Artificial Intelligence-Based Histotype Detection of Ovarian Cancer Using Whole Slide Image Tiles
摘要
Ovarian cancer is a proliferation of ovarian cells. The cells multiply rapidly, allowing them to penetrate and destroy healthy human tissue. By using microscopic examination, pathologists can diagnose five common histotypes - Endometrioid Carcinoma (EC), Clear-cell Carcinoma (CC), Low-Grade Serous Carcinoma (LGSC), High-Grade Serous Carcinoma (HGSC), and Mucinous Carcinoma (MC). In this work, ovarian carcinoma and its subtypes are detected using MobileNet V2 and ResNet 50. ResNet-50 is chosen for tasks requiring deeper architectures and higher accuracy, while MobileNetV2 is preferred for resource-constrained environments due to its efficiency and speed. This is evaluated on the publicly available histopathological dataset. Generalized Mean (GeM) pooling is used for splitting the Whole Slide Image (WSI) images into respective tiles. These tiles are given as an input for further processing. Feature extraction methods like grayscale features, color histograms, and contouring are performed on these tiles. Each tile is analyzed. These tiles are given as input for training, testing, and validation using Residual Network 50 (ResNet 50) and MobileNet V2 architectures.

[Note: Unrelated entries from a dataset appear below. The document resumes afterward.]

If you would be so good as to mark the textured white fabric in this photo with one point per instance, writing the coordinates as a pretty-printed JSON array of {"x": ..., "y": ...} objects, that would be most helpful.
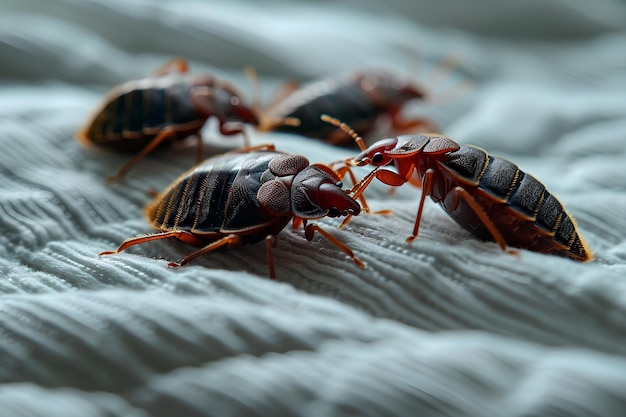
[{"x": 446, "y": 326}]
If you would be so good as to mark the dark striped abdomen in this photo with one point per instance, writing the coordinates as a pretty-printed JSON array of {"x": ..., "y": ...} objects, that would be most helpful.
[
  {"x": 526, "y": 214},
  {"x": 344, "y": 101},
  {"x": 135, "y": 112},
  {"x": 217, "y": 198}
]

The output obtained will be the image ID, tile number, and the histotype detected. As a result, this model obtained a training, testing and validation accuracy of 93.85%, 96.01%, and 97.11% respectively using ResNet 50 and training, testing, validation accuracy of 83.85%, 87.69%, 86.75% respectively using MobileNet V2. Therefore, it can be concluded that ResNet 50 gives better performance than MobileNet V2. Identifying ovarian cancer is critically important due to the high mortality rate associated with late diagnosis, the absence of specific signs as well as the absence of efficient screening methods. Earlier detection significantly improves survival rates, and ongoing investigation into ovarian cancer enhances our understanding of the disease, leading to better treatment, prevention, and healthcare outcomes.